Fire, water

Out in nature at Wilder Ranch, one can also stay inside: the ranch has a fascinating series of pulleys that make power. It’s a type of Pelton wheel, and I’ve seen it demonstrated, by someone who explained how the water comes from springs underground, shoots up and turns the wheels that turn the pulleys that operate the drills and whatever else is hooked up. It’s remarkably loud, but it works, sending a drill bit up and down and making a hole in some wood that might be hard to make otherwise. It even grinds coffee--a lifesaver any morning, on the ranch or elsewhere.

In addition to water the ranch has trees, many kinds--mapped almost two decades ago, and probably different since. As California burns, we can wonder what kind of trees will keep growing in the future, what vegetation will pop up among the ashes, how we will phoenix into the future. Will the rivers that make power keep trees alive? When I run through Wilder Ranch I see only the empty ghosts of rivers, streams parched by lack of rain. Where will the water come from for us or the trees or the wheels? And then sometimes the water is too much, flooding parched or paved ground, overwhelming trees so they float, people so they, well, sadly, die.

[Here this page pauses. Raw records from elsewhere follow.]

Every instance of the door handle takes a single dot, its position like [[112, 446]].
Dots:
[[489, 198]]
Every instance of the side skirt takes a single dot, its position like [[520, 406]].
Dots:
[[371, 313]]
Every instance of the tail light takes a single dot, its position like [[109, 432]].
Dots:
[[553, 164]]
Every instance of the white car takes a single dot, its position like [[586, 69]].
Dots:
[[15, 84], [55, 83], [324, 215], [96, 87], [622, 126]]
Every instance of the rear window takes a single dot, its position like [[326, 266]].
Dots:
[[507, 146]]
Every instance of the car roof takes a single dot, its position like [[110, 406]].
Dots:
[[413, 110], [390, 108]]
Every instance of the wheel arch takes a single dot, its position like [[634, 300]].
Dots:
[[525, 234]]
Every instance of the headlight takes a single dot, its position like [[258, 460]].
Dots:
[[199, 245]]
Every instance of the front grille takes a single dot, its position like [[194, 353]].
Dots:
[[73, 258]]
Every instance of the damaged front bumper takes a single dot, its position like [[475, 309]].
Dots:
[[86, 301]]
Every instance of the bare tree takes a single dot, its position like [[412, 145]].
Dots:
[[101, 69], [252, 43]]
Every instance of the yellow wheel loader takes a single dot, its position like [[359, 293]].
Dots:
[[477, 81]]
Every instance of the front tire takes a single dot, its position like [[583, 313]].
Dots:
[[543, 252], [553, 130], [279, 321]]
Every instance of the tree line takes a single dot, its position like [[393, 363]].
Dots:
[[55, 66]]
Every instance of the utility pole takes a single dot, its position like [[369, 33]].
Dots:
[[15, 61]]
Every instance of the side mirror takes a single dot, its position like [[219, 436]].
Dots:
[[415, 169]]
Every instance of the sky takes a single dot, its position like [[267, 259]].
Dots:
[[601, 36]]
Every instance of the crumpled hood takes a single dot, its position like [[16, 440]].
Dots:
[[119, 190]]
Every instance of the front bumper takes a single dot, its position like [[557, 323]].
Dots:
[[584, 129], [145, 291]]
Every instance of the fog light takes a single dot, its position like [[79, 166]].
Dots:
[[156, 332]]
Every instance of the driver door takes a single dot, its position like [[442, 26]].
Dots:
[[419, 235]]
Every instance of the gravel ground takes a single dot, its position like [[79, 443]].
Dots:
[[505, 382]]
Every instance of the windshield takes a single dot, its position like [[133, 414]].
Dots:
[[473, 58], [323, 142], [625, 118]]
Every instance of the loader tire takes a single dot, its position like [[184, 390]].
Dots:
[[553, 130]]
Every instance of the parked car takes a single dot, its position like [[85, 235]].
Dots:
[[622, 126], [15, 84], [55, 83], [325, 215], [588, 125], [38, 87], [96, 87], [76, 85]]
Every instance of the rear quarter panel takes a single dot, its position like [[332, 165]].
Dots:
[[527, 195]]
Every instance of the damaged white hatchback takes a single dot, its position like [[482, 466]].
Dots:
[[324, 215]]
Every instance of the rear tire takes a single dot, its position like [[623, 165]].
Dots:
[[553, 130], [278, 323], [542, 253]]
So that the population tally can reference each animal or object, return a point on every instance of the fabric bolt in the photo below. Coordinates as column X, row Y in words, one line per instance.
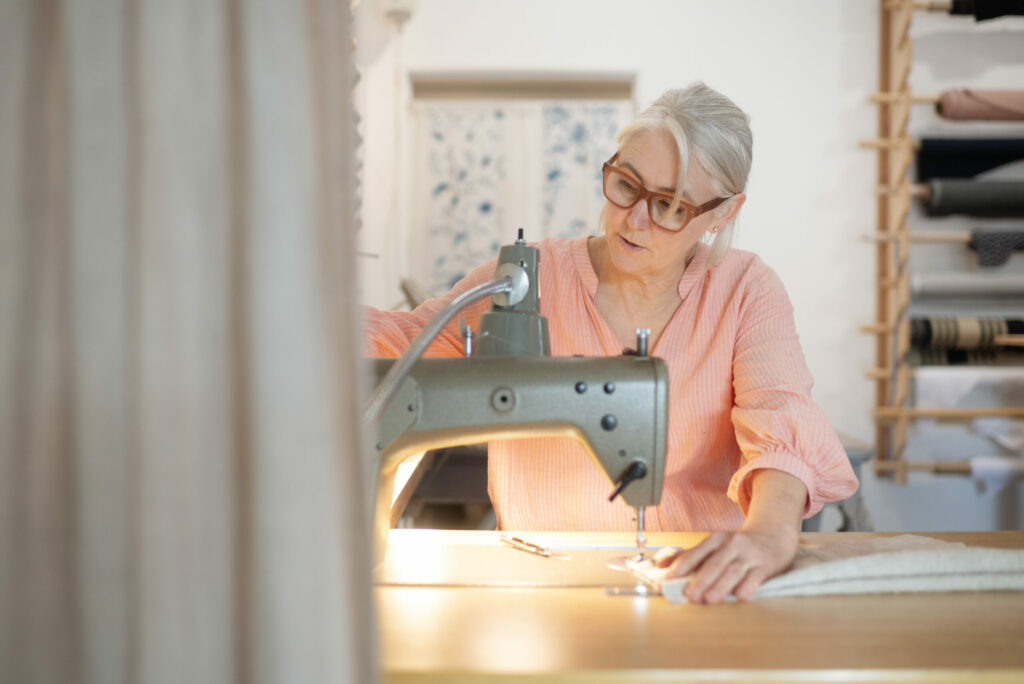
column 994, row 247
column 999, row 356
column 739, row 398
column 995, row 199
column 965, row 158
column 907, row 563
column 967, row 285
column 971, row 104
column 963, row 333
column 987, row 9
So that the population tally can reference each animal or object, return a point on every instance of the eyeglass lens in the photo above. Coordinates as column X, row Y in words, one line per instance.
column 625, row 190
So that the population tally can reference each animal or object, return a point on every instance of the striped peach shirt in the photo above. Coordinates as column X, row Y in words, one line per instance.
column 739, row 398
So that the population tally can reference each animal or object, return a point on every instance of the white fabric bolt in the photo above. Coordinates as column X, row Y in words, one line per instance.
column 900, row 564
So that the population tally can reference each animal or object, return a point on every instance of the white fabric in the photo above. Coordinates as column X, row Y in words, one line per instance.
column 180, row 489
column 900, row 564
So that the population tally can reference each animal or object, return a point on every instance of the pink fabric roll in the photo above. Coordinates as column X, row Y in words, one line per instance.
column 967, row 103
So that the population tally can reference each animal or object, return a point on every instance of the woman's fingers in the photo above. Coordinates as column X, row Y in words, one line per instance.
column 690, row 559
column 720, row 587
column 750, row 585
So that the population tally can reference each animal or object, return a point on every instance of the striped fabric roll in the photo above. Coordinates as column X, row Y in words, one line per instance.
column 1001, row 356
column 971, row 104
column 961, row 333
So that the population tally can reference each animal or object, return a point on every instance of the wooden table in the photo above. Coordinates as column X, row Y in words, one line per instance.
column 437, row 627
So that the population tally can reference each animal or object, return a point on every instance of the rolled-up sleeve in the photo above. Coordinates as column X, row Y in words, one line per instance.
column 388, row 334
column 777, row 424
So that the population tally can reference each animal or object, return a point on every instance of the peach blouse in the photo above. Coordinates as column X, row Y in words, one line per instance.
column 739, row 398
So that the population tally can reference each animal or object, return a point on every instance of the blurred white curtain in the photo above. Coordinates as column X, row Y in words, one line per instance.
column 180, row 488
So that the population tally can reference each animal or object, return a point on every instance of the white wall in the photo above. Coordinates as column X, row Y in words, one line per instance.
column 804, row 70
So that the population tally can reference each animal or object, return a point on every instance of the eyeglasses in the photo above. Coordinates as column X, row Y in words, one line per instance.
column 624, row 189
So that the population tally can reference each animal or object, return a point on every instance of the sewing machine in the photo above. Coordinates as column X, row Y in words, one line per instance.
column 508, row 387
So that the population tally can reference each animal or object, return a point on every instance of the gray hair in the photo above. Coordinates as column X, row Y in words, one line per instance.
column 710, row 126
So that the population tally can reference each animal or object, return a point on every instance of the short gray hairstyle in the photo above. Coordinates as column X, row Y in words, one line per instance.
column 709, row 127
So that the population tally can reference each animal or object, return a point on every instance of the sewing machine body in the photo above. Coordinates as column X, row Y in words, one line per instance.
column 508, row 387
column 615, row 405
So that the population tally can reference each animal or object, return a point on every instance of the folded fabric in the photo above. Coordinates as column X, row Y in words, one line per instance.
column 994, row 247
column 973, row 104
column 907, row 563
column 987, row 9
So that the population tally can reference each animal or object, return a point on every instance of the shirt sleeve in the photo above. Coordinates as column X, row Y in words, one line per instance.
column 388, row 334
column 777, row 424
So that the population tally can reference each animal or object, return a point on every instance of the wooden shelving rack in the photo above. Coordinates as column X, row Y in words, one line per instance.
column 895, row 193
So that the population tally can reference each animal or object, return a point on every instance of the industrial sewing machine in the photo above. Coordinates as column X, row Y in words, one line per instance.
column 509, row 387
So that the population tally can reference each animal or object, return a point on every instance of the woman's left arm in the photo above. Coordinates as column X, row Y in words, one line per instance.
column 740, row 561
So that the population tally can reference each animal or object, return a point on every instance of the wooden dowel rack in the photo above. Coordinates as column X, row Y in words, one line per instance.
column 934, row 5
column 891, row 414
column 890, row 97
column 891, row 143
column 921, row 190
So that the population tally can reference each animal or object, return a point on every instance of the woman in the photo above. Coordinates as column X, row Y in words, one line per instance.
column 750, row 454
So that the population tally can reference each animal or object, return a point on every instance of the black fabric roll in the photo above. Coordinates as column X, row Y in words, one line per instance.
column 994, row 247
column 964, row 158
column 921, row 333
column 987, row 9
column 975, row 198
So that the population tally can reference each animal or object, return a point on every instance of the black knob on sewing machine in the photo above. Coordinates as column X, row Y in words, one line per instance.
column 636, row 470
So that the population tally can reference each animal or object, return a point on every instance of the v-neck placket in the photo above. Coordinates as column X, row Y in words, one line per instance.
column 694, row 272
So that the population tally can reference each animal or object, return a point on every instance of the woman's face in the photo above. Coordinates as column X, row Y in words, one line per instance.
column 636, row 245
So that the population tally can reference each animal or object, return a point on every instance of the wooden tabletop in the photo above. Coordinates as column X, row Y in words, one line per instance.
column 459, row 606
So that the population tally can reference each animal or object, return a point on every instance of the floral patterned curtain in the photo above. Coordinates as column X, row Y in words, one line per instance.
column 485, row 168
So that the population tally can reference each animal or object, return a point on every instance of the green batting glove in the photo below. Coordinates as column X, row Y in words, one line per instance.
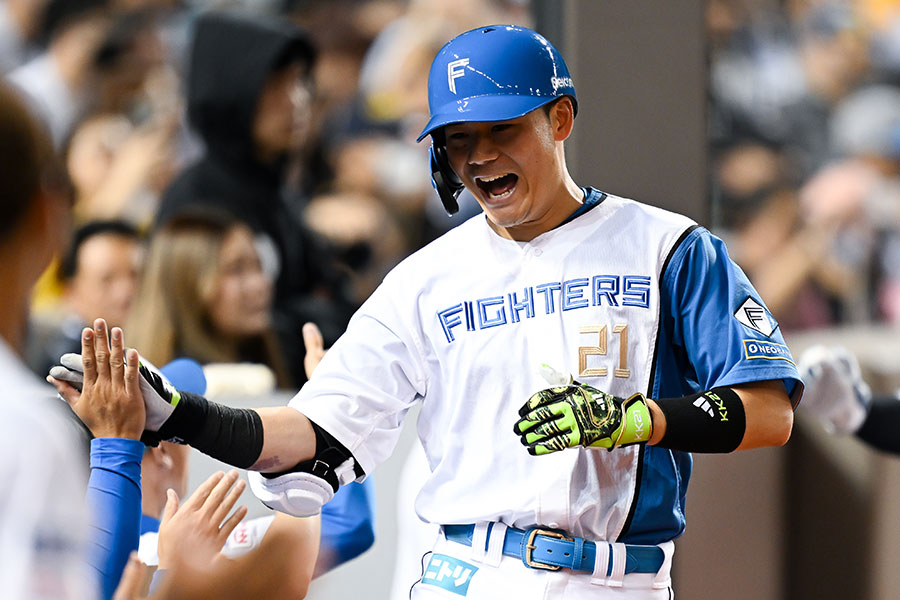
column 579, row 415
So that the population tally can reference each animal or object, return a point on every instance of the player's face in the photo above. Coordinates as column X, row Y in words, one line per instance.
column 515, row 169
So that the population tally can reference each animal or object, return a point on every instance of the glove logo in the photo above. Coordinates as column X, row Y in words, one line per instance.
column 704, row 405
column 455, row 70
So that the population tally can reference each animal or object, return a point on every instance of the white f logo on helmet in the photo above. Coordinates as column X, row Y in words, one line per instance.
column 454, row 70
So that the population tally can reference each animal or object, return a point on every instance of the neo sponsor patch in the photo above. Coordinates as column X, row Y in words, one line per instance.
column 768, row 350
column 449, row 573
column 753, row 315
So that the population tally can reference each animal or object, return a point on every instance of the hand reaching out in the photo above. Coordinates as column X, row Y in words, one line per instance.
column 315, row 348
column 110, row 402
column 196, row 531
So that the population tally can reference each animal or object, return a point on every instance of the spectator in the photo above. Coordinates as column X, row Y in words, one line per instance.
column 19, row 22
column 204, row 296
column 99, row 273
column 248, row 98
column 43, row 522
column 58, row 81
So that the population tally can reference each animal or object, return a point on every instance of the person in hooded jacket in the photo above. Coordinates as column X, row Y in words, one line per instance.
column 249, row 95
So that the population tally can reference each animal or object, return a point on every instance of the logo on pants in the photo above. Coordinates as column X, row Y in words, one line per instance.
column 449, row 573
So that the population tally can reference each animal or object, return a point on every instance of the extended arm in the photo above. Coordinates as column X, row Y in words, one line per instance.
column 723, row 419
column 768, row 416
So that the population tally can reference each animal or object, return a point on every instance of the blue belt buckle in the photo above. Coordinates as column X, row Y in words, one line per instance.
column 528, row 555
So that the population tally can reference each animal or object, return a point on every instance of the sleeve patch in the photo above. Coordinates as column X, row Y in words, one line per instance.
column 753, row 315
column 767, row 350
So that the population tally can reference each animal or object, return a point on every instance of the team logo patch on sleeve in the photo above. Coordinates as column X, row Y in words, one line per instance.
column 753, row 315
column 767, row 350
column 449, row 573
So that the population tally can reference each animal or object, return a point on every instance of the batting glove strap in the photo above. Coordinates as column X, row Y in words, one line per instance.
column 709, row 422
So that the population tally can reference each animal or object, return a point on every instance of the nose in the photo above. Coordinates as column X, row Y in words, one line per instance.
column 483, row 151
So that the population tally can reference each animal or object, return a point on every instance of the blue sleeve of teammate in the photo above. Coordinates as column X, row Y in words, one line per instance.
column 347, row 522
column 114, row 501
column 719, row 320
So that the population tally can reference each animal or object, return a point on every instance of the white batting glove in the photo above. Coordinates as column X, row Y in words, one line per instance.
column 835, row 391
column 299, row 493
column 160, row 396
column 295, row 494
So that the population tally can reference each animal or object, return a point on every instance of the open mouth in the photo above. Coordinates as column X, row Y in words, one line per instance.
column 497, row 187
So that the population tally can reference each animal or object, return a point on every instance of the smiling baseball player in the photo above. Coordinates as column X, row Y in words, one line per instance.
column 659, row 343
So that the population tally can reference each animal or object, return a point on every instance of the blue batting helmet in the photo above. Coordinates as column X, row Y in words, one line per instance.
column 494, row 73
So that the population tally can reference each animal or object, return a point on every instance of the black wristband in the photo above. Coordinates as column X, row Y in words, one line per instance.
column 232, row 435
column 710, row 422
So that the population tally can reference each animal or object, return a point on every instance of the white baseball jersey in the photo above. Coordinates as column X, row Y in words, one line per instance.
column 627, row 297
column 43, row 519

Hard not to feel it apocalyptic.

So in the graves of beds at night, wonder what you should climb, what you should swim, where you should go. Turn out the lights a little bit early, drive a little bit less. Think again about the solar panels. Think again about Meatless Monday. Think again about where the water comes from and where the trees will go and how we’ll fight the fire without any of that--water. A cistern squatting in the yard, a way to collect rainwater. Will we drink it? Will we use it to fight?